[quote]SexMachine wrote:
[quote]TooHuman wrote:
[quote]SexMachine wrote:
[quote]usmccds423 wrote:
[quote]Severiano wrote:
The NSA and warrants? I think the warrant thing is a little misleading given almost every warrant asked for is issued, on top of the whole thing being private.
I get the feeling all of our cellphone data is being stored somewhere on some huge hard drives, just like all the rest of our internet activity. [/quote]
I’m no tech wizz, but that is a shit load of data. [/quote]

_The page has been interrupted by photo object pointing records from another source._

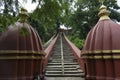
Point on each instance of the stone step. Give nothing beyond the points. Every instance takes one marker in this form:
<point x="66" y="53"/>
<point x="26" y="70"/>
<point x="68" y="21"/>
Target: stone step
<point x="65" y="75"/>
<point x="61" y="63"/>
<point x="65" y="66"/>
<point x="65" y="72"/>
<point x="66" y="69"/>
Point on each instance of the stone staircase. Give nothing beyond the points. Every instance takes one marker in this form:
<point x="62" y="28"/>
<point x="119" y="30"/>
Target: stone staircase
<point x="64" y="65"/>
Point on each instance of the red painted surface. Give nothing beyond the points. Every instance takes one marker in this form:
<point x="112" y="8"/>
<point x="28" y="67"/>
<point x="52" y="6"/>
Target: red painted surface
<point x="102" y="38"/>
<point x="23" y="62"/>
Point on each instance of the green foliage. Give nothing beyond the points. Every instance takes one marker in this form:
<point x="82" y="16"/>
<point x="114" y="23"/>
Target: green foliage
<point x="50" y="14"/>
<point x="77" y="41"/>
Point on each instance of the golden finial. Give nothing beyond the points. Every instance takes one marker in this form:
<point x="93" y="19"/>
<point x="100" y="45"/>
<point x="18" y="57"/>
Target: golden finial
<point x="23" y="15"/>
<point x="101" y="1"/>
<point x="104" y="13"/>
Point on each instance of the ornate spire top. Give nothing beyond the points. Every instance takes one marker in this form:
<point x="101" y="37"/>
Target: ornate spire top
<point x="23" y="15"/>
<point x="104" y="13"/>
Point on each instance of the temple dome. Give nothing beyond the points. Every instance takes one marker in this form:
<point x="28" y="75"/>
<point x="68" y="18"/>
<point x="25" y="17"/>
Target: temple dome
<point x="21" y="38"/>
<point x="104" y="37"/>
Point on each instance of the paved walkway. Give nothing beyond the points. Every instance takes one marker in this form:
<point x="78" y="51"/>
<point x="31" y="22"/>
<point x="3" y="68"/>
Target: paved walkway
<point x="64" y="78"/>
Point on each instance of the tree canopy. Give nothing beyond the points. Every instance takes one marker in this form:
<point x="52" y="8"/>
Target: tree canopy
<point x="80" y="15"/>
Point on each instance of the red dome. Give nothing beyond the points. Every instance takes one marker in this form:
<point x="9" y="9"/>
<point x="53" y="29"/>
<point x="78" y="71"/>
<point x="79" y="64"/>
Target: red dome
<point x="104" y="36"/>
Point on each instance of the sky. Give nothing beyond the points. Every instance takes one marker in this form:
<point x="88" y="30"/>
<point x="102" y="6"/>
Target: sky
<point x="31" y="6"/>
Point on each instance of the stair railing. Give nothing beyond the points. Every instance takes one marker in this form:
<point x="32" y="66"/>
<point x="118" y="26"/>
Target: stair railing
<point x="62" y="58"/>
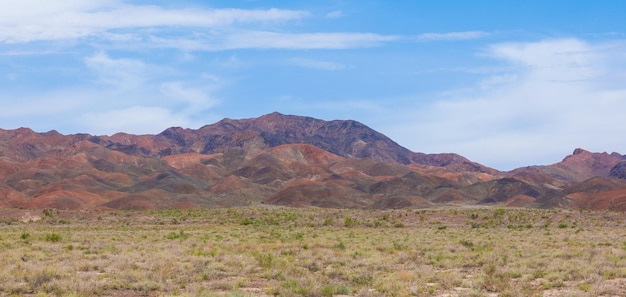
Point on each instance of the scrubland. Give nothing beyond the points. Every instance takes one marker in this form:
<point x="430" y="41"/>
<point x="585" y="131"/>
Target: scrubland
<point x="313" y="252"/>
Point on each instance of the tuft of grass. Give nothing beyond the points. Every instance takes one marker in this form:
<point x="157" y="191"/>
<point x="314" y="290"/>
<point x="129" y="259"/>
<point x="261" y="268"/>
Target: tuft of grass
<point x="53" y="237"/>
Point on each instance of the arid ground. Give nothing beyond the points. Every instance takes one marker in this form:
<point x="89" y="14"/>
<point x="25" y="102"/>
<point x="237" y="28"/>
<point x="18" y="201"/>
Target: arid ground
<point x="313" y="252"/>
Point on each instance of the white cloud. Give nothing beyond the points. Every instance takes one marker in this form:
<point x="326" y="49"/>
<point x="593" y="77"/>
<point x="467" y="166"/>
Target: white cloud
<point x="32" y="20"/>
<point x="467" y="35"/>
<point x="119" y="73"/>
<point x="335" y="14"/>
<point x="273" y="40"/>
<point x="554" y="99"/>
<point x="108" y="24"/>
<point x="317" y="64"/>
<point x="195" y="99"/>
<point x="136" y="119"/>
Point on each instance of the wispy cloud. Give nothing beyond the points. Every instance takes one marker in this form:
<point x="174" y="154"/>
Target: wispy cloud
<point x="335" y="14"/>
<point x="31" y="20"/>
<point x="552" y="99"/>
<point x="452" y="36"/>
<point x="114" y="24"/>
<point x="317" y="64"/>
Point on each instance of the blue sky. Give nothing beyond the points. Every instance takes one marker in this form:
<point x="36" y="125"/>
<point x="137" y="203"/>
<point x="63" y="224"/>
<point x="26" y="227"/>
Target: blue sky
<point x="503" y="83"/>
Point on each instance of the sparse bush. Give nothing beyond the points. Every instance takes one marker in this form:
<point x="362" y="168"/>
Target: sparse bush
<point x="53" y="237"/>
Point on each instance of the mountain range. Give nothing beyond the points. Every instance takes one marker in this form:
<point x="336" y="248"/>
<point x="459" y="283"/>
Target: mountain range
<point x="283" y="160"/>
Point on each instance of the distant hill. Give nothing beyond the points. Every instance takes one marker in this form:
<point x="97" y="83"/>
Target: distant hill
<point x="284" y="160"/>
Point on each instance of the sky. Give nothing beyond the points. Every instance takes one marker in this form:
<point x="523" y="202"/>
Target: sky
<point x="503" y="83"/>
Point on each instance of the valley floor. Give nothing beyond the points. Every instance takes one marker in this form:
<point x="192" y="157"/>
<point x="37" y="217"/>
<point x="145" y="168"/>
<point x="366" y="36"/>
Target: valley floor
<point x="313" y="252"/>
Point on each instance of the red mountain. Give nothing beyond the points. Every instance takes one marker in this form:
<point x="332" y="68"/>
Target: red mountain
<point x="281" y="159"/>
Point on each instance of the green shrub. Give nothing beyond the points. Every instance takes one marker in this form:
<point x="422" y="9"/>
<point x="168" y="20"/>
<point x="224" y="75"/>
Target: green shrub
<point x="53" y="237"/>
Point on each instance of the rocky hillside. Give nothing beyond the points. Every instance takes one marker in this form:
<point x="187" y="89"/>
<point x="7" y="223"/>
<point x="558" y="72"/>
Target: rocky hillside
<point x="284" y="160"/>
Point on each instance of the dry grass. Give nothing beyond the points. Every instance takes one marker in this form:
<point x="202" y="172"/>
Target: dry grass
<point x="314" y="252"/>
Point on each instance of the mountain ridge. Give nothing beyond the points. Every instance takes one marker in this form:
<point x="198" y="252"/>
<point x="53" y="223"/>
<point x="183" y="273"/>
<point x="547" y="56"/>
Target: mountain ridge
<point x="284" y="160"/>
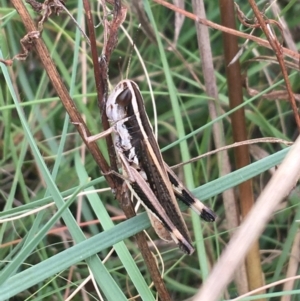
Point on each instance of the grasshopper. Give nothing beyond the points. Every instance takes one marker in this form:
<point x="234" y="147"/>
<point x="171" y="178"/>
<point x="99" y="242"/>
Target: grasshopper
<point x="147" y="176"/>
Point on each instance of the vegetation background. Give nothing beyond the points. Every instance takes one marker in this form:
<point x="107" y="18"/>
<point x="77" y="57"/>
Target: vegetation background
<point x="54" y="200"/>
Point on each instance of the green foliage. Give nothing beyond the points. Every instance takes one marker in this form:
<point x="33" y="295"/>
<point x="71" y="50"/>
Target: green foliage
<point x="41" y="164"/>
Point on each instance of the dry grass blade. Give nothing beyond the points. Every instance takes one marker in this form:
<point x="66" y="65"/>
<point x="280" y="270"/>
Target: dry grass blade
<point x="253" y="225"/>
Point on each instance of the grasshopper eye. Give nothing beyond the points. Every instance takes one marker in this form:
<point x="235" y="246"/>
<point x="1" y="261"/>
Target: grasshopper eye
<point x="124" y="98"/>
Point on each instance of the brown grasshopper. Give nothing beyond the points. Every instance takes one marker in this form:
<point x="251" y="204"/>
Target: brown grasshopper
<point x="148" y="177"/>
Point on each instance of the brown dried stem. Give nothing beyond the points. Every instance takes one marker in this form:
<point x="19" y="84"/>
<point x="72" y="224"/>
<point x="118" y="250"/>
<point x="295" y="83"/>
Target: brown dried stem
<point x="277" y="47"/>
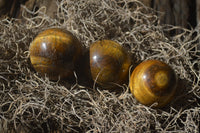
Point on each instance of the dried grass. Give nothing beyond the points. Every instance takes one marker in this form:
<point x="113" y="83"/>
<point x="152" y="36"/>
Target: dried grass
<point x="30" y="103"/>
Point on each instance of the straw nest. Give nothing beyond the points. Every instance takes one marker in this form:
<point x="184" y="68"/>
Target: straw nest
<point x="30" y="103"/>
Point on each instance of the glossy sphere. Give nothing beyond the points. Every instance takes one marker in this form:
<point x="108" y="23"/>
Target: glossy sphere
<point x="153" y="81"/>
<point x="54" y="52"/>
<point x="109" y="63"/>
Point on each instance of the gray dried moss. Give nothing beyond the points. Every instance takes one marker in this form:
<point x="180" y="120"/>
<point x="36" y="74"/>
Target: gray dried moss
<point x="30" y="103"/>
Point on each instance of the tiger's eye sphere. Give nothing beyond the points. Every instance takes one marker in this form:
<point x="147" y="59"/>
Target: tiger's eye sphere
<point x="109" y="63"/>
<point x="153" y="81"/>
<point x="54" y="52"/>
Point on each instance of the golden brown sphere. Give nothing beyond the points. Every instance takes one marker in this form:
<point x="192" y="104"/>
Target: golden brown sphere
<point x="54" y="52"/>
<point x="109" y="63"/>
<point x="153" y="81"/>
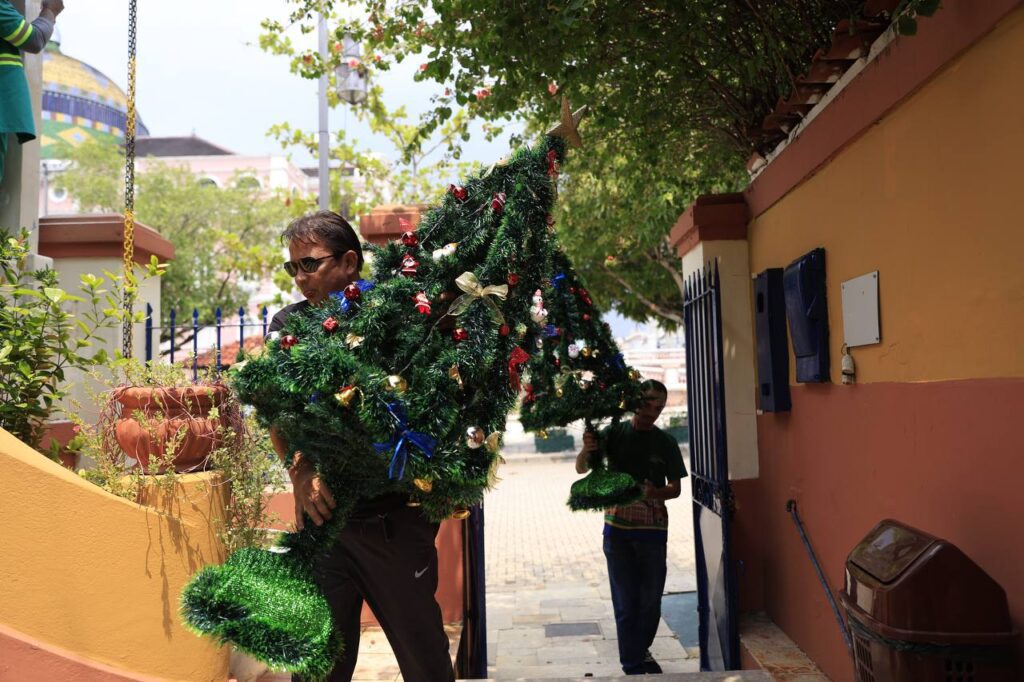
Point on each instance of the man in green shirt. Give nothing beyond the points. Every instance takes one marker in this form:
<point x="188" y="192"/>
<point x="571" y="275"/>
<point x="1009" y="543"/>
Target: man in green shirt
<point x="17" y="36"/>
<point x="636" y="535"/>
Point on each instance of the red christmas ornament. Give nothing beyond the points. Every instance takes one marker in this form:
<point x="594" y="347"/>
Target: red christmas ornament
<point x="409" y="265"/>
<point x="458" y="192"/>
<point x="552" y="163"/>
<point x="422" y="303"/>
<point x="518" y="358"/>
<point x="498" y="202"/>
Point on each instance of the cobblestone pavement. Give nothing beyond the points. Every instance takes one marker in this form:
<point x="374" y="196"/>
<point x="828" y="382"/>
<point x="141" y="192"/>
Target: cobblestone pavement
<point x="545" y="566"/>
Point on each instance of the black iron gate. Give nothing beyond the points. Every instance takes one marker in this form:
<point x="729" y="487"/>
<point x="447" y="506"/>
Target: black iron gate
<point x="710" y="471"/>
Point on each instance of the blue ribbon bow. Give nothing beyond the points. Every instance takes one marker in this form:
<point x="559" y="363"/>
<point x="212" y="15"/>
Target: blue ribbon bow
<point x="400" y="440"/>
<point x="617" y="361"/>
<point x="365" y="287"/>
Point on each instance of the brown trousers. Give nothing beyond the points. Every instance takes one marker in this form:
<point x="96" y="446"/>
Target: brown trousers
<point x="388" y="560"/>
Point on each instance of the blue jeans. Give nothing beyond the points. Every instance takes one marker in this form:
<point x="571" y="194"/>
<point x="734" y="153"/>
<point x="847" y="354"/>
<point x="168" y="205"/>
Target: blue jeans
<point x="636" y="571"/>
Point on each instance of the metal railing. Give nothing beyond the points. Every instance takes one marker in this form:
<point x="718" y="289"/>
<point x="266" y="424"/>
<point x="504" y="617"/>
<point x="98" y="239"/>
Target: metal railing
<point x="261" y="322"/>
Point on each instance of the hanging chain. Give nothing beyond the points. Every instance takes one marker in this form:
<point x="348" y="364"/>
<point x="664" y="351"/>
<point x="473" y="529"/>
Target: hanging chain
<point x="129" y="239"/>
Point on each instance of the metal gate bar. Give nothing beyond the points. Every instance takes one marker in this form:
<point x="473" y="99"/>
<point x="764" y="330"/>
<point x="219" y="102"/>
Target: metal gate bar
<point x="710" y="471"/>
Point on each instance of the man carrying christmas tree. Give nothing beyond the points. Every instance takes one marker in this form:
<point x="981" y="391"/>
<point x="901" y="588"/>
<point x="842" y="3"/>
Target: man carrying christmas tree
<point x="385" y="554"/>
<point x="636" y="535"/>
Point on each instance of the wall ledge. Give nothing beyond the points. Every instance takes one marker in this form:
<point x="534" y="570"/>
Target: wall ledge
<point x="98" y="236"/>
<point x="711" y="217"/>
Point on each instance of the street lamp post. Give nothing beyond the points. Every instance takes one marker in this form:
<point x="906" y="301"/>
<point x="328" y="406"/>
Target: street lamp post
<point x="325" y="182"/>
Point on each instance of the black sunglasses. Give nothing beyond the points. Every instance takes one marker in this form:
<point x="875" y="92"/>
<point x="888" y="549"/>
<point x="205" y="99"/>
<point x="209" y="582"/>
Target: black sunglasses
<point x="307" y="264"/>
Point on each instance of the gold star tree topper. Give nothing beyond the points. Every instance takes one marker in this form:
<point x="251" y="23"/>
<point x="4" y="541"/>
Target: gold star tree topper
<point x="567" y="127"/>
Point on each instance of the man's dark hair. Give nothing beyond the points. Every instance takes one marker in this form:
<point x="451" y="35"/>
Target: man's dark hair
<point x="328" y="228"/>
<point x="653" y="384"/>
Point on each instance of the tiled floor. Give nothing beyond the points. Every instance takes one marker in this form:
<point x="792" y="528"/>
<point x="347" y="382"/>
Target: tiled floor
<point x="376" y="659"/>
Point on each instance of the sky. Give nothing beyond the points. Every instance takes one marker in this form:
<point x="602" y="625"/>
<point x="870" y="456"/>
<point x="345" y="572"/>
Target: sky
<point x="200" y="70"/>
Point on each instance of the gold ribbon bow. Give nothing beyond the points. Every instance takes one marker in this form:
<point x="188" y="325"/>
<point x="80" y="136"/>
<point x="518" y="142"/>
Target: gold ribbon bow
<point x="469" y="284"/>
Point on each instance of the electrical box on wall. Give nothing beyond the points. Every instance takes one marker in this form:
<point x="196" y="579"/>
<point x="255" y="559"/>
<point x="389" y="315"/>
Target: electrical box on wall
<point x="807" y="310"/>
<point x="773" y="355"/>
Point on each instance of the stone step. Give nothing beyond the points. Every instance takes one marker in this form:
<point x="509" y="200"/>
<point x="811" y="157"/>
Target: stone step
<point x="732" y="676"/>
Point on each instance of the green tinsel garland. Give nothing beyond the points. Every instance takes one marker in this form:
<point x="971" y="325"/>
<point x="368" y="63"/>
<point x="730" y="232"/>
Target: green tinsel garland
<point x="365" y="348"/>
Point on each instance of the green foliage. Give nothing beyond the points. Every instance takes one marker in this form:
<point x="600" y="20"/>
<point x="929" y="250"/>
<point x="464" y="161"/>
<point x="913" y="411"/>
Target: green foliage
<point x="677" y="92"/>
<point x="45" y="331"/>
<point x="578" y="372"/>
<point x="222" y="237"/>
<point x="245" y="459"/>
<point x="602" y="488"/>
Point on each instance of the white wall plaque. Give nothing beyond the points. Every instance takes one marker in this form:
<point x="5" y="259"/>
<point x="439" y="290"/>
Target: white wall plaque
<point x="860" y="310"/>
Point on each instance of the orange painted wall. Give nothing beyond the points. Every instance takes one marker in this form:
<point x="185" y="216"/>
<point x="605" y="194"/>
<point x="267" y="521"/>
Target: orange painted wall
<point x="96" y="577"/>
<point x="928" y="198"/>
<point x="932" y="433"/>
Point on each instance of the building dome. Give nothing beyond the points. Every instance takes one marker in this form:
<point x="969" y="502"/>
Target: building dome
<point x="79" y="103"/>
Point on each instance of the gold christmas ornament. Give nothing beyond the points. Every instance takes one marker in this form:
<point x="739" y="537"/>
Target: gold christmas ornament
<point x="395" y="384"/>
<point x="494" y="442"/>
<point x="493" y="471"/>
<point x="446" y="250"/>
<point x="474" y="291"/>
<point x="475" y="437"/>
<point x="567" y="126"/>
<point x="454" y="374"/>
<point x="346" y="396"/>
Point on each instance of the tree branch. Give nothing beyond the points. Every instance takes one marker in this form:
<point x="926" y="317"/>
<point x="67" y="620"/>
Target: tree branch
<point x="658" y="310"/>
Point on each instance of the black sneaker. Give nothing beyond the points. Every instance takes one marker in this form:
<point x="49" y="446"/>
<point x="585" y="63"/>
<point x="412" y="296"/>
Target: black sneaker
<point x="650" y="666"/>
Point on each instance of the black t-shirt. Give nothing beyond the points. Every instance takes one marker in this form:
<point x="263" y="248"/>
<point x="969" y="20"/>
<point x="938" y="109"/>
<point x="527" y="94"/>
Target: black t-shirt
<point x="652" y="455"/>
<point x="365" y="508"/>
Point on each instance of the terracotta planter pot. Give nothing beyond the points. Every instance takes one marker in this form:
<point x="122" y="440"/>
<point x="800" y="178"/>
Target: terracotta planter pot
<point x="183" y="423"/>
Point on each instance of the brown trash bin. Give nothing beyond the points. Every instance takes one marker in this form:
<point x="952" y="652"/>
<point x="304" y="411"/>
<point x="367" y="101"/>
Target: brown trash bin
<point x="920" y="609"/>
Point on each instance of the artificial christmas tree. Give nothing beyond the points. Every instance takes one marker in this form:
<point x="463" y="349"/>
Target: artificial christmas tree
<point x="399" y="384"/>
<point x="579" y="373"/>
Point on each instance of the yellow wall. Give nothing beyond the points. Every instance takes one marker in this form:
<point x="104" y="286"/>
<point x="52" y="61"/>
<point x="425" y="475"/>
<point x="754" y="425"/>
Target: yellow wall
<point x="930" y="197"/>
<point x="96" y="574"/>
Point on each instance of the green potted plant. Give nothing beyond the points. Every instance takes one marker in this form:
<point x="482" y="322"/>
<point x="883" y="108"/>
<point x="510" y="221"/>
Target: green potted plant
<point x="159" y="417"/>
<point x="45" y="332"/>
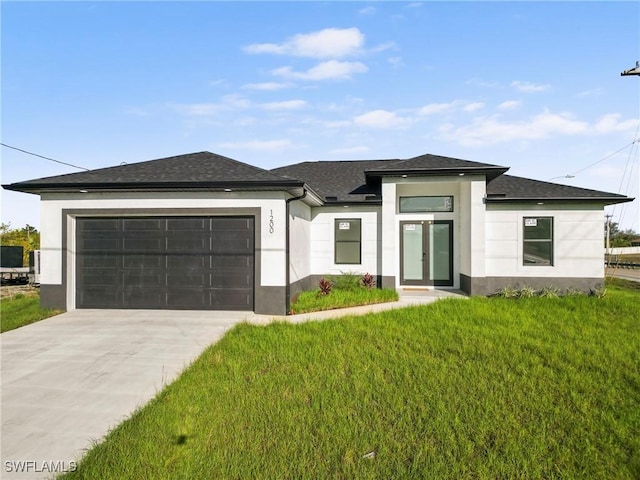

Correct. There have been reports in the media that NSA is already having huge difficulties with storage. It’s not possible nor useful to store every cell phone call and there is not enough manpower to go through them all. As already mentioned they use word recognition software to target communications that include key words like “bomb,” “martyr,” “Allah” etc. I imagine that if the NSA becomes a tool of the executive branch they will also search for words like “tea party,” “constitution,” “first amendment,” “second amendment,” “border control” and “liberty.” People who use words like that are the real threat to the Republicrats and crony capitalists.
[/quote]
It’s not exactly by keyword like that anymore. Ediscovery software tools mixed with custom algorithms for recognizing patterns around ideas are used as well.
In fact, there is a 100% serious effort to write AI-like software to recognize sarcasm in order to avoid false positives and such.
Generally speaking if you have a non-apple phone(apple can decrypt their own phones if requested to) and you encrypt it properly, there’s nothing anyone at any level commercial or government can do to access your data without your consent. As of now they can’t force your consent, but that is being challenged with mixed results as well.[/quote]
How do you know they can’t decipher AES 256 bit encryption? That would be something intelligence cryptographers would definitely keep secret if they had the potential to do so.[/quote]
They can decipher AES256 when the implementation has a backdoor of say 54 bits built in because they forced the company to produce one.
If you use your own implementation AES256 can’t be broken until quantum co-computing is a reality.
In general, people put too much into believing law enforcement can do something about recovering data that can’t be done commercially.
The difference between what can be done commercially and what can be done theoretically with unlimited resources is going from days to weeks at thousands to tens of thousands of dollars compared to years at tens of millions of dollars.